Plutôt que les eurobonds, qui, estime Cem Özdemir, seraient trop longs à mettre en place, étant donné les changements constitutionnels à entreprendre, les Verts préfèrent défendre l'idée d'un "fonds de crise des dettes". Il "pourrait contribuer à ce que les pays aient la perspective de sortir de la perspective de l'endettement et d'avancer". Ils espèrent, et étudient le cas, que sa création pourrait se passer justement d'un changement de constitution. En attendant, "le gouvernement dit que c'est une sous-forme d'eurobonds et le refuse."
Cem Özdemir est d'ailleurs inquiet de la posture du gouvernement allemand qui traîne des pieds pour des raisons qui ne lui apparaissent pas nécessairement légitimes. "Notre plus grand souci concernant la zone euro est que par le gouvernement allemand, qui hésite pour des raisons internes, qui est traversé par des querelles au sein de la coalition, toute la zone euro ne soit mise en danger."
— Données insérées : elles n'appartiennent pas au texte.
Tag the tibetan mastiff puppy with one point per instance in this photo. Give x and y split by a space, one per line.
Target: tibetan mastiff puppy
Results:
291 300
Dans ce débat européen, Claude Turmes souligne aussi l'intérêt stratégique du positionnement du Luxembourg entre ses deux grands voisins. Il cite notamment la taxe sur les transactions financières, sujet sur lequel il voit deux orientations s'affronter, celle du Premier ministre, Jean-Claude Juncker et celle de son ministre des Finances, Luc Frieden. "Est ce que le Luxembourg est un pays qui soutient la France et l'Allemagne pour des réformes sociales et écologiques, ou est-il en quelque sorte une plate-forme pour une globalisation sans aucune règle?" Pour Claude Turmes, telle est la question.
Interrogés sur un succès du sommet sur le climat Rio+20, les deux écologistes ont émis peu d'espoirs. Claude Turmes déclare qu'il n'y a rien à attendre de ce sommet. Pour des raisons d'abord de calendrier, puisque les Etats-Unis ne prendront pas de décision en période préélectorale, comme d'ailleurs à Rio vingt ans auparavant. Ensuite, parce que le Brésil, qui poursuit "une croissance sans fin, sans précautions", bloque également. Claude Turmes estime toutefois que l'occasion de ce sommet pourrait être mise à profit au Luxembourg pour tirer un bilan sur vingt ans tout en invitant à réfléchir sur le modèle d'"une des économies les moins durables du monde".